Until 2012, Myanmar’s media was controlled by the government under pre-publication censorship laws. However, after these were lifted in 2012, four privately owned daily newspapers – The Voice Daily, Golden Fresh Land, The Standard Time Daily, and The Union Daily – became available to the population.

Following this, Larmon said he witnessed a surge in creative agencies– both network and independent – offering PR as part of their services to an occasionally detrimental effect.

He said: “When PR first started emerging here, all of a sudden all the agencies started saying they were offering it, despite having little understanding of PR as a profession; especially when it comes to reputation control.

“For most, it was just a press release. And in those agencies that are not PR specialists, there has been some alienation of some journalists – almost a bullying to get their news covered.

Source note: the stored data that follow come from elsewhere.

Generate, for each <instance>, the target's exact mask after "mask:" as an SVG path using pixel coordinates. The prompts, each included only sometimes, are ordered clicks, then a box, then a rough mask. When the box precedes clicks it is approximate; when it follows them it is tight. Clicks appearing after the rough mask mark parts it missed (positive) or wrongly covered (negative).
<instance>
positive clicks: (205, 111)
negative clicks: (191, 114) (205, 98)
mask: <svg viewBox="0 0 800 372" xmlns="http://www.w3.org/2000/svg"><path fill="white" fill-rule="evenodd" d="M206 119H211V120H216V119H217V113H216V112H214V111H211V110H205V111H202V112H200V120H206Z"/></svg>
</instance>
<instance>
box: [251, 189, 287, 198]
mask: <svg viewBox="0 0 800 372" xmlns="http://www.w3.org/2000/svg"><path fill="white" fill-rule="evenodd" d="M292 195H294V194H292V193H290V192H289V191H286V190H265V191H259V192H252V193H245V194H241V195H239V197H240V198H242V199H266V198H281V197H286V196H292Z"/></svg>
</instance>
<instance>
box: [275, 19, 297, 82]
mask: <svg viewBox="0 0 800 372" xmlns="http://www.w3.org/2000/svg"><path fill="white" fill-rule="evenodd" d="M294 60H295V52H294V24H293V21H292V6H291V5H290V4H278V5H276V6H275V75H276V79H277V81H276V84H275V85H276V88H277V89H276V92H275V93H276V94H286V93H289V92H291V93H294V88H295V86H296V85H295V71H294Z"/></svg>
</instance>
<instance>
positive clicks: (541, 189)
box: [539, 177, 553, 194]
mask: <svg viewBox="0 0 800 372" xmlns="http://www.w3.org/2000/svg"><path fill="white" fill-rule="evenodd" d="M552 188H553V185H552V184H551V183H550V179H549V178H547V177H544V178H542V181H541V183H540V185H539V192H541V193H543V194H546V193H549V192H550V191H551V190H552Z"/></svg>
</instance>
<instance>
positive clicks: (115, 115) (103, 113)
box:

It’s upward pressure of course, but a lot of international brands do not understand that you do not control the press. But the brands that make an effort to open their doors to media, through interviews, roundtables and so on, that will be valued.”

However now, according to Bloomberg, around 90 percent of the country’s 54 million people have access to a phone with internet service, while 60 per cent of the population use Facebook or other social media to get news, 

Print media still remained a strong market in Myanmar but is starting to show signs of a contraction, Larmon added.

“Influencer marketing is becoming a huge tool in the box, but it’s not like they’re on Instagram and Twitter – we’re largely talking about Facebook. And then a handful of chats like Viber and Line. But thankfully, there is still a healthy print-reading culture, so communications is still very traditional. But the smartphone is forming a bigger role especially among the younger generation.”

On the current situation, whereby the Myanmar government has been accused of systematically persecuting the Muslim Rohingya population in the Rakhine state, Larmon said the effect remained largely unfelt in the business community.

“It does sadden me quite a bit; obviously the human suffering in the Rakhine state is appalling. But it is quite far removed from the commercial centres. So I think brands are quite removed from what’s happening.”